Nos autos agora levantados estavam descritas inúmeras falhas: falta de licenças válidas em 2016 e 2015, as estações de tratamento de efluentes na fábrica não funcionavam ou estavam em más condições, e eram feitas descargas de água residuais numa lagoa a 1,5 km da fábrica que tinha falhas estruturais. Também era prática comum o uso de água da lagoa para irrigação, sabendo-se agora que esta não tinha condições, com níveis de bactérias 3400 vezes superiores à norma; as caldeiras e os geradores de diesel desrespeitavam todas as leis de poluição do ar… Enfim, um sem número de violações graves.

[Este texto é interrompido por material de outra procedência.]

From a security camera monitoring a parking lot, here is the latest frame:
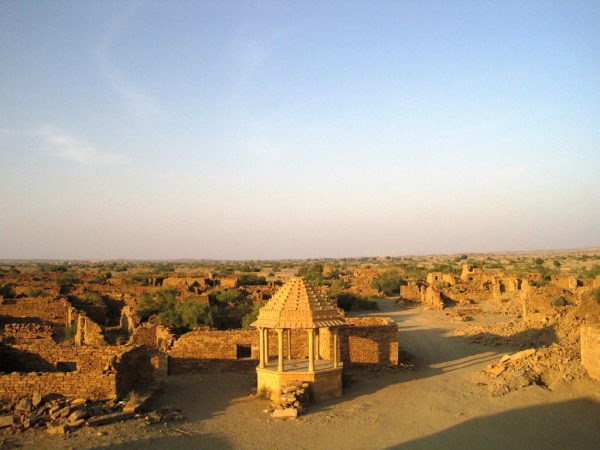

Estas descobertas levaram o organismo responsável a recomendar, ainda em 2015, que a linha de produção da fábrica fosse encerrada, uma vez que o lixo orgânico de alta resistência não estava a ser tratado adequadamente. Para a CPCB é também aconselhável a criação de mecanismos alternativos para o tratamento da água que abastece os moradores da região contaminada pelos esgotos não tratados da fábrica.

Todas as falhas e violações de segurança agora encontradas na fábrica da Coca-Cola não foram propriamente uma surpresa para a CPCB, com a gigante de bebidas a ser tida como uma habitual infractora das normas ambientais na Índia em 2003, 2005 e 2007.

A arrogância e incompetência desta empresa é inacreditável”, disse Amit Srivastava, da associação India Resource Center. “Recebeu vários avisos para repensar a sua conduta, mas recusou-se a fazê-lo na Índia e continua a operar sem as licenças necessárias. A fábrica devia ser fechada de vez e o governo deveria obrigar a empresa a indemnizar a comunidade que irá suportar o impacto da poluição da Coca-Cola por muito tempo”, concluiu.